L’histoire n’est pas mauvaise — elle se tient, les enjeux sont clairs. Mais il manque ce je-ne-sais-quoi qui ferait ressentir la vraie transition vers l’après-tyran Lancelot. Là où l’on attendait un souffle nouveau, une reconstruction, le film reste souvent dans la répétition.
Astier rejoue des scènes déjà connues celle de l’abandon, où Arthur repose Excalibur et fait l'ado. C’est du déjà-vu.
Et pourtant, il y a de belles intentions : le principe des quêtes parallèles fonctionne bien, on sent que le monde a évolué, que chacun refait sa vie à sa manière. Cette idée d’un renouveau inspiré par une nouvelle Table ronde apporte une promesse intéressante… mais le film peine à la concrétiser. L’élan est là, sans jamais vraiment s’élever.
Sur le plan du scénario, c’est clairement là que le film montre ses limites. L’intrigue se disperse dans trop de directions, avec trop de personnages et très peu de fils narratifs qui aboutissent réellement. On sent une ambition de fresque, de récit choral, mais le résultat manque de cohérence et de progression dramatique.

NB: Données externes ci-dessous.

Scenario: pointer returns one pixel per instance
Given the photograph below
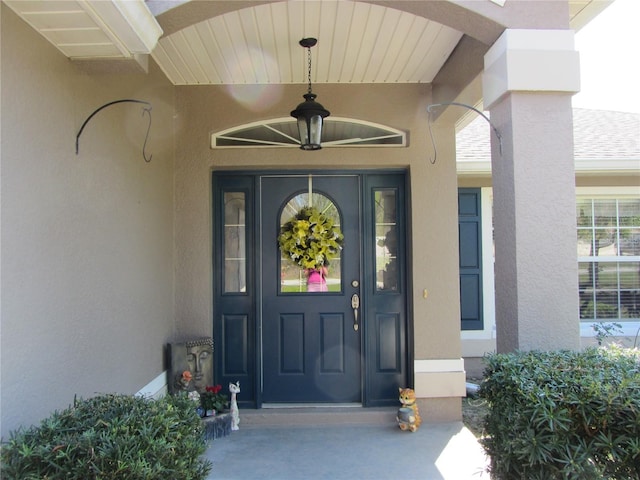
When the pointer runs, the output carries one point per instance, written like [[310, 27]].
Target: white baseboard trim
[[156, 388]]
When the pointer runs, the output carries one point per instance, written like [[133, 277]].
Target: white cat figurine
[[235, 414]]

La quête de Gauvain pour retrouver Yvain aurait pu donner lieu à une quête pleine d’indices, de rebondissements car c'est un personnage centrale qui a disparu. Non, il revient les mains vides, avec une simple blague. Ce choix, censé sans doute incarner l’humour léger de Kaamelott, tombe à plat et laisse un goût de frustration.
Perceval, lui, partait sur une idée intéressante : le faire apparaître par fragments via ces lettres mais il divague trop. Sa trajectoire finit par tourner à vide. On espérait un pas vers le Graal peut-être ; on n’a qu’une errance inutile conclue par un retour pas trop loin de Kaamelott pour surveiller Excalibur.
Lancelot bénéficie d’une belle évolution sur le papier : son arc est cohérent, sa trajectoire post-tyran est pleine de potentiel dramatique. C’est lui qui, paradoxalement, incarne le mieux le thème du film — la chute, la rédemption, la reconstruction. On sent qu’Astier veut en faire un pivot moral et symbolique, celui dont le retour pourrait vraiment changer la donne mais c'est trop timoré.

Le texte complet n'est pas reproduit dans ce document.